I've taken Prozac, Paxil, Venlafaxine, Citalopram, for significant periods, and trials of other tricyclics and SSRI/SNRIs. I currently take Lexapro at 40mg per day. That is a fairly high dose. I have zero side effects which was not the case with the previous SSRI/SNRIs. I'll keep taking Lexapro, thank you.


----------



## theheadlesspostman (Oct 30, 2011)

Just to update on this: I returned to Lexapro, because on coming off medication the derealisation got worse and I realised it had been helping. It was the apathy, which had indeed been worsened by the medication, at first, that made it feel so dreadful an experience.

However, after three weeks back on Lexapro the apathy has gone and I feel much better. I guess I'm yet another example of an 'impatient patient' who didn't give the medication time to work before. Or perhaps I was simply scared.
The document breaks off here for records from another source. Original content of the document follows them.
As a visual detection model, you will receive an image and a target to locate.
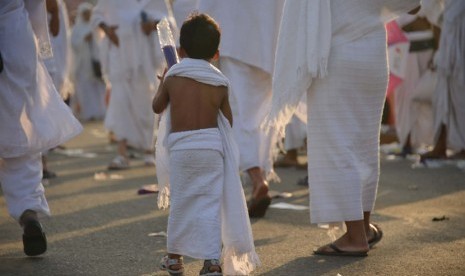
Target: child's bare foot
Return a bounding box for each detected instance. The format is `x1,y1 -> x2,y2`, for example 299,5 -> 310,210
420,149 -> 447,162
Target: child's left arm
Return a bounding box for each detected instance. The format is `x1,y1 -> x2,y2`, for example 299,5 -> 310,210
152,74 -> 170,114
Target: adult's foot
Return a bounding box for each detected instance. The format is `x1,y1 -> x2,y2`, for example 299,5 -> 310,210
366,223 -> 383,249
449,150 -> 465,160
248,181 -> 271,218
19,209 -> 47,256
420,149 -> 447,162
313,233 -> 369,257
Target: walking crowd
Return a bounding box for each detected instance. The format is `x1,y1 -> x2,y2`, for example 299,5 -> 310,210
0,0 -> 465,275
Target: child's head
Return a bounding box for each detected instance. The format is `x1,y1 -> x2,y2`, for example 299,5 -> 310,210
179,13 -> 221,60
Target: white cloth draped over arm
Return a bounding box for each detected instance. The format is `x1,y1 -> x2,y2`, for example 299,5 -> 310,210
264,0 -> 331,135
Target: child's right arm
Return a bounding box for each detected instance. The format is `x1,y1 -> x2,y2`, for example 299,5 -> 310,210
152,76 -> 170,114
220,89 -> 232,127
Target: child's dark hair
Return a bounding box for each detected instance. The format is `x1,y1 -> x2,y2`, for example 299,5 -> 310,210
179,13 -> 221,60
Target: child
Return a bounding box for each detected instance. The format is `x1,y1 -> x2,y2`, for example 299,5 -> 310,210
153,14 -> 259,275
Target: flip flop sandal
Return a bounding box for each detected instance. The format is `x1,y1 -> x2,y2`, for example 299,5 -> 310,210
313,243 -> 368,257
199,259 -> 223,276
160,255 -> 184,276
23,220 -> 47,256
368,223 -> 383,249
248,195 -> 271,218
108,155 -> 129,170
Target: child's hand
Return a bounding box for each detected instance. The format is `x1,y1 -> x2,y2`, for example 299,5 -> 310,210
140,20 -> 158,35
157,68 -> 168,82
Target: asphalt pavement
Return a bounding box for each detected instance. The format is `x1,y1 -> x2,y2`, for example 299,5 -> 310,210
0,122 -> 465,276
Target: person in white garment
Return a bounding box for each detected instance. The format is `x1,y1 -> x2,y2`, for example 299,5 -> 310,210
199,0 -> 284,217
91,0 -> 168,169
394,6 -> 440,157
153,14 -> 260,276
0,0 -> 82,256
420,0 -> 465,161
264,0 -> 419,257
172,0 -> 199,26
71,3 -> 105,121
42,0 -> 72,179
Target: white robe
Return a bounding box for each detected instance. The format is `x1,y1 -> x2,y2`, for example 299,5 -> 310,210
0,0 -> 82,220
394,16 -> 434,147
173,0 -> 199,29
71,3 -> 105,120
265,0 -> 419,223
433,0 -> 465,151
44,0 -> 73,99
92,0 -> 168,150
199,0 -> 284,180
156,59 -> 260,275
0,0 -> 82,158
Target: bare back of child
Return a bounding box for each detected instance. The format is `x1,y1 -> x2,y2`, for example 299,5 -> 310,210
163,77 -> 232,132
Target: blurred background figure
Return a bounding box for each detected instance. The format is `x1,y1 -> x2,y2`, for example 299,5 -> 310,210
0,0 -> 82,256
71,3 -> 105,120
394,1 -> 442,157
91,0 -> 170,170
42,0 -> 73,179
421,0 -> 465,161
171,0 -> 199,28
199,0 -> 284,217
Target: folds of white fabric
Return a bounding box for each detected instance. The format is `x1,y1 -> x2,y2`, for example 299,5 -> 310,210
0,1 -> 82,158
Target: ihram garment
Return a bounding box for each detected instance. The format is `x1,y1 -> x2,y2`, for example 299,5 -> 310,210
71,3 -> 105,120
0,0 -> 82,219
199,0 -> 284,179
433,0 -> 465,150
92,0 -> 167,150
265,0 -> 419,223
156,59 -> 260,275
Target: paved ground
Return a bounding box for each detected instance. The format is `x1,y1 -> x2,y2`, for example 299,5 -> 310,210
0,123 -> 465,276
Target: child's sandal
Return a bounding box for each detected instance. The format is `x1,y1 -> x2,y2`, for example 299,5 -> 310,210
160,255 -> 184,276
200,259 -> 223,276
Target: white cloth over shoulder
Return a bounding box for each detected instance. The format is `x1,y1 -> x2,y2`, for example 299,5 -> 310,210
156,58 -> 260,275
265,0 -> 331,135
264,0 -> 419,134
44,0 -> 73,99
199,0 -> 284,75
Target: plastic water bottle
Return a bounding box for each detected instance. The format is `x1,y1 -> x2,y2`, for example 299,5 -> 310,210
157,17 -> 179,68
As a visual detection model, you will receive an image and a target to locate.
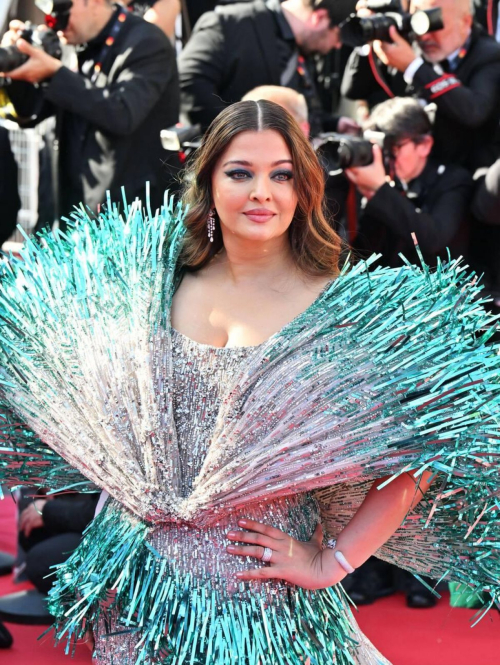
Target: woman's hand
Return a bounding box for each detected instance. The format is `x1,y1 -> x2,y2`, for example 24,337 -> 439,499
227,520 -> 345,589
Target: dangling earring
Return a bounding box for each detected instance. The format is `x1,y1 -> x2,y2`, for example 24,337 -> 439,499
207,208 -> 215,242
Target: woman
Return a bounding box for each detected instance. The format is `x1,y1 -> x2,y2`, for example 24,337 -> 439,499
0,101 -> 500,665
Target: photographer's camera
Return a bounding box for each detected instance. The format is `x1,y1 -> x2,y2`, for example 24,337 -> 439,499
340,0 -> 443,47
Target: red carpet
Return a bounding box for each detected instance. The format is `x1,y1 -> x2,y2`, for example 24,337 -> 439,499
0,499 -> 500,665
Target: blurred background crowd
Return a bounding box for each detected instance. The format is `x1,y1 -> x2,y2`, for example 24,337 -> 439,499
0,0 -> 500,648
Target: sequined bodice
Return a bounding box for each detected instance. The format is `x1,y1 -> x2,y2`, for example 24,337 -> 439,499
172,329 -> 256,497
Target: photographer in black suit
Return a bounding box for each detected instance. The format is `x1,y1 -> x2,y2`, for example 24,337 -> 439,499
0,127 -> 21,247
0,0 -> 179,226
179,0 -> 356,134
346,97 -> 473,267
342,0 -> 500,172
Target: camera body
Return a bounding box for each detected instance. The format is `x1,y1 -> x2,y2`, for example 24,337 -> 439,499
160,122 -> 203,155
340,0 -> 443,47
313,131 -> 391,175
0,23 -> 62,72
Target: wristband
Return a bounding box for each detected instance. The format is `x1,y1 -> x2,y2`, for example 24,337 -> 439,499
326,538 -> 356,575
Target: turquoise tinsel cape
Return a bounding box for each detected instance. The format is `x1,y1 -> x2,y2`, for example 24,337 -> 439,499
0,195 -> 500,663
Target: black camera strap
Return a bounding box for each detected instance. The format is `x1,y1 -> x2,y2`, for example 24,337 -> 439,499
90,9 -> 129,83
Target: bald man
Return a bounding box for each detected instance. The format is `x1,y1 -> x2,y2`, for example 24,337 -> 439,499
343,0 -> 500,172
242,85 -> 310,138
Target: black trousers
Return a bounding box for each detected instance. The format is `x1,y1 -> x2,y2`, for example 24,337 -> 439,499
19,528 -> 82,593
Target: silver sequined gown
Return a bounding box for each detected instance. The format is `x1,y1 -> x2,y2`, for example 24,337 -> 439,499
93,331 -> 390,665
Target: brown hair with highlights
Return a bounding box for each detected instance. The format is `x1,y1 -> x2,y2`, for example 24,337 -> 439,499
180,100 -> 342,277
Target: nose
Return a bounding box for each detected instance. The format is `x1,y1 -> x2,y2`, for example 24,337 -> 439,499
250,175 -> 271,201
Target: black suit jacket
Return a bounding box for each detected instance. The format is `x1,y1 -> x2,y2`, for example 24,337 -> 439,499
472,0 -> 498,37
9,9 -> 179,220
353,161 -> 473,267
342,25 -> 500,171
0,127 -> 21,246
179,0 -> 281,128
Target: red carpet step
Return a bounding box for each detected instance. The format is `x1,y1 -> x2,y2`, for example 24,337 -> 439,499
0,498 -> 500,665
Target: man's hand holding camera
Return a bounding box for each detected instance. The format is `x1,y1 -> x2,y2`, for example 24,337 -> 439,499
2,21 -> 62,83
345,143 -> 387,200
373,26 -> 417,72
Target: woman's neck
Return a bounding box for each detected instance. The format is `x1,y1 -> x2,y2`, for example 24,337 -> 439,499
211,237 -> 296,284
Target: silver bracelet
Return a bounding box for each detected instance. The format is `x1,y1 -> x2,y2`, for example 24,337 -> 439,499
326,538 -> 356,575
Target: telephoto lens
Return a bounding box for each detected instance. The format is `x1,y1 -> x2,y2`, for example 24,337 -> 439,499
0,46 -> 28,72
0,23 -> 62,73
317,134 -> 373,172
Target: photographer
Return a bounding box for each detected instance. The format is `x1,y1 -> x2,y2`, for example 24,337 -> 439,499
3,0 -> 178,227
179,0 -> 356,135
342,0 -> 500,172
346,98 -> 472,267
0,127 -> 21,247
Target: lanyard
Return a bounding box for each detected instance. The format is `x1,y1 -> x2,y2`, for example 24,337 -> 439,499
90,9 -> 128,83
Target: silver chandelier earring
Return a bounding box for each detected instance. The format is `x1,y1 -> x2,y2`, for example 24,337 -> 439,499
207,208 -> 215,242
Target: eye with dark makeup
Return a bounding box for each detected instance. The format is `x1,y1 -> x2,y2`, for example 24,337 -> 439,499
224,169 -> 293,182
271,169 -> 293,182
224,169 -> 252,180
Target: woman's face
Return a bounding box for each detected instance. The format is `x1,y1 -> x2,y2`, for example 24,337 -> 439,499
212,129 -> 297,242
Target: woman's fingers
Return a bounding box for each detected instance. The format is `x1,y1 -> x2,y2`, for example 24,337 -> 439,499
236,566 -> 283,581
226,531 -> 278,549
238,519 -> 286,540
226,545 -> 278,563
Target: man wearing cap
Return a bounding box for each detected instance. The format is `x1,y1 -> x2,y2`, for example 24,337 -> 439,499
3,0 -> 179,226
179,0 -> 356,134
342,0 -> 500,173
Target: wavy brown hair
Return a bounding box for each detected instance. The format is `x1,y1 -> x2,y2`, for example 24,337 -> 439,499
180,100 -> 342,276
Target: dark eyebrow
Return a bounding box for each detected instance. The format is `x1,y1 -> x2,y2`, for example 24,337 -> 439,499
223,159 -> 293,166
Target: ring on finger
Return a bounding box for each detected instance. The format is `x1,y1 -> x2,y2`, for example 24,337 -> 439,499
261,547 -> 273,563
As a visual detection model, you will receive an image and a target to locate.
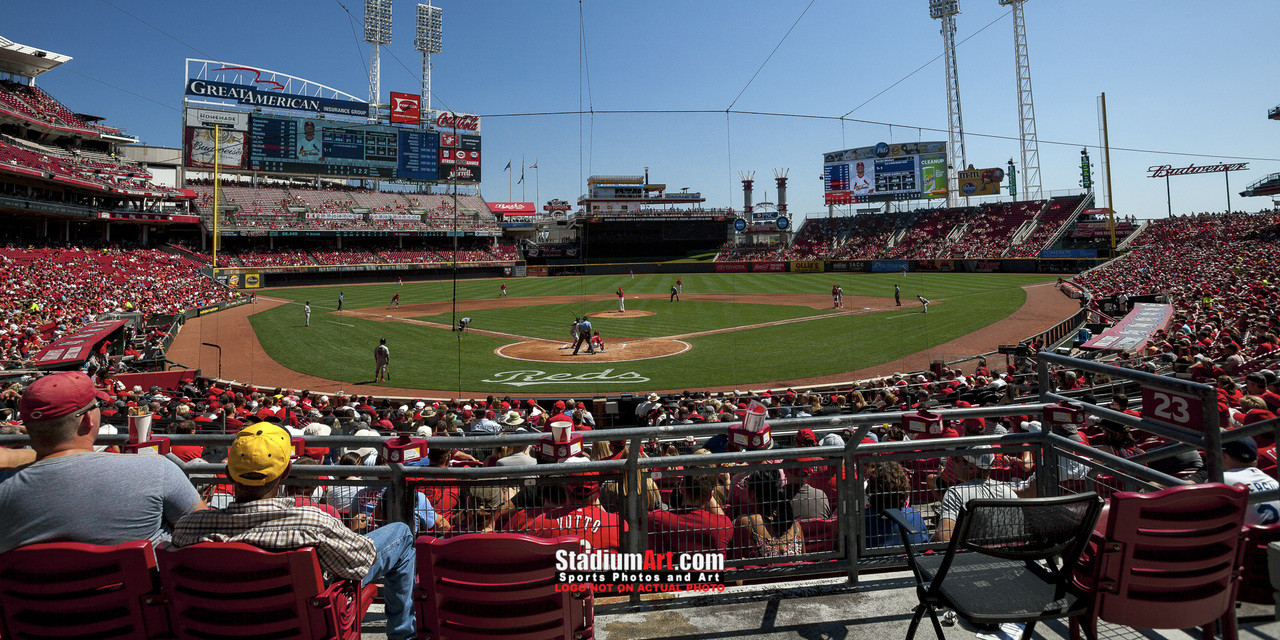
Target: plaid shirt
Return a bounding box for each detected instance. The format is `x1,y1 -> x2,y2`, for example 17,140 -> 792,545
172,498 -> 378,580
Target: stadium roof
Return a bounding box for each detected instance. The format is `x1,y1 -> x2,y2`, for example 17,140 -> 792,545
0,36 -> 72,78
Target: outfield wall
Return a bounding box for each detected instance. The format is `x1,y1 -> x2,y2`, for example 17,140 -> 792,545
530,259 -> 1102,276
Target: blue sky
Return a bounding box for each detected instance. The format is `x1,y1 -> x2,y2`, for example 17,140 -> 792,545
12,0 -> 1280,218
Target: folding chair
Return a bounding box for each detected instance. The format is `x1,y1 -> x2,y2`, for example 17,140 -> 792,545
0,540 -> 169,640
156,543 -> 378,640
883,493 -> 1102,640
415,534 -> 595,640
1071,483 -> 1248,640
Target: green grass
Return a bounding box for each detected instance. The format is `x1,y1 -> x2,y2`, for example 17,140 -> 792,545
250,274 -> 1052,394
420,298 -> 831,339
Not unusual for someone suffering such a difficult condition.

Without wishing to jinx anything, Lex is now lifting my mood, starting to clear the derealisation, getting rid of the fog and giving me the strength to start fighting to live a normal life again. I can now imagine getting back to work properly, back to the gym, back to socialising. It'll take some time but at least I feel much more able. I hope it continues.

I think perhaps, because a lot of us are already 'numb' the initial start up apathy is really hard to handle and it scares us off. I felt almost dead. It did feel almost unbearable. Doctors do not seem to warn of this, perhaps because they don't know a great deal about depersonalisation.

I will say I also take a little dexedrine. I was taking that during my initial trial, around the time I first made this topic, so even that kind of stimulant didn't stop the apathy. But it may be helping now that the Lexapro has settled in.

I'm only taking 5mg Lexapro at the moment. I've read a lot about it being overdosed, making side effects worse. Obviously I will increase if needed, but at the moment it's plenty.

I thought it important to follow up here. Because my situation, which was appalling when I began this topic, has turned around and I find people who start to improve are less likely to come back and update. They tend to forget about it, because they're out living a life.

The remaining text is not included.